Submission: Complete your solutions in the
provided R Markdown file, named
midterm-<your-name>.Rmd (replace
<your-name>). Submit both the .Rmd and
the HTML/PDF by the deadline.
Permitted Resources: You may use R help, class
materials, your own previous code, and the following packages:
tidyverse, openintro,
nycflights13 (and dependencies). No Internet
search, AI tools, or outside communication (except with the instructor)
allowed.
Late Policy: No late submissions.
Code Requirements: Use only the allowed packages. For each question, include relevant code and concise written answers. Use graphs/tables as instructed.
Graph Formatting: Polish your graphs.
You should use codes, graphs or results to answer each question unless noted otherwise.
mpg data setAfter loading tidyverse library, a data set named
mpg should be ready to explore. The following questions are
based on this data set.
Create a new variable mpg_overall which is the
average of city and highway fuel consumption in miles per gallon. Then
create a histogram of this new variable with each group covering values
of 20-22, 22-24 etc.
Create a graph to study the relationship between drive train
types and mpg_overall.
Create a table to find out which car class has the highest mean
mpg_overall.
Create a proper graph to study the composite effect of
year and cyl to mpg_overall. You
shall treat year and cyl as categorical
variables in your graph.
flights data setFor the following tasks, use data set flights of the
nycflights13 package.
For JFK airport, which day in November 2013 has the biggest average arrival delay? Create a table to answer the question.

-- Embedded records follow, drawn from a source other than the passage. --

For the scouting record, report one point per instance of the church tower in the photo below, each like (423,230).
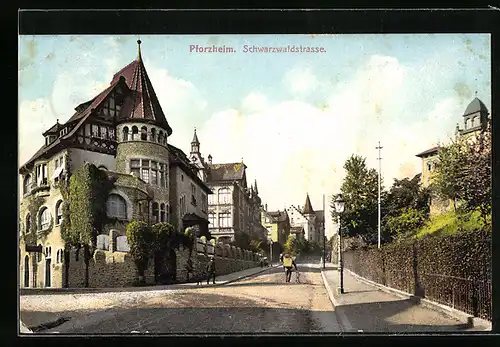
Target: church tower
(196,158)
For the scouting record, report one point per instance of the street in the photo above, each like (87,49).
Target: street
(264,303)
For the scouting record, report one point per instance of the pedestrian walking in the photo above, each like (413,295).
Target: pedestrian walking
(189,268)
(288,265)
(211,270)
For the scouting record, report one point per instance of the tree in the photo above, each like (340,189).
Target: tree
(404,204)
(360,193)
(140,238)
(449,174)
(166,241)
(407,221)
(476,185)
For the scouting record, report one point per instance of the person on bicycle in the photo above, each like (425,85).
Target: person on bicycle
(288,265)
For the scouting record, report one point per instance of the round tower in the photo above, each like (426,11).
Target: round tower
(142,131)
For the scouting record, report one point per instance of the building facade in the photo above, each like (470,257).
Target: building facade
(233,207)
(123,131)
(311,221)
(475,120)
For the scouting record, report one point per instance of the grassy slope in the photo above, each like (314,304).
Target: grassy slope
(449,223)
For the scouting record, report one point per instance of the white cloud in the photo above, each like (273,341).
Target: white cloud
(254,102)
(301,81)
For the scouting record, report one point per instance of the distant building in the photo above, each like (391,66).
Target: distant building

Create a new variable cancel_flight which is
Cancelled if the departure time or arrival time is
NA, otherwise Not Cancelled.
Create a density graph that compares the distribution of
distance between cancelled flights and non-cancelled
flights.
How many unique flight routes are there in the data set? That is, each unique combination of an origin airport and a destination airport (such as from EWR to ORD) is considered as a route. Create a table to answer the question.
Add distance as a column to the table you created in
d). Hint: You should go back to the original flights data
set and reconstruct the table with distance included. Create a histogram
of distance for the route table.
Which route has the highest rate of flight cancellation? Create a table to answer the question.
flights data setThe following questions are also from flights data set.
Each question is worth 5% bonus points if answered correctly.
Create a proper graph to show the rate of cancellation flights for each airline. Answer which airline has the lowest rate of cancellation.
If multiple airlines run the same route, they can be considered as competitors. Which route is most competitive (has the most number of carriers)? List all of them in a table.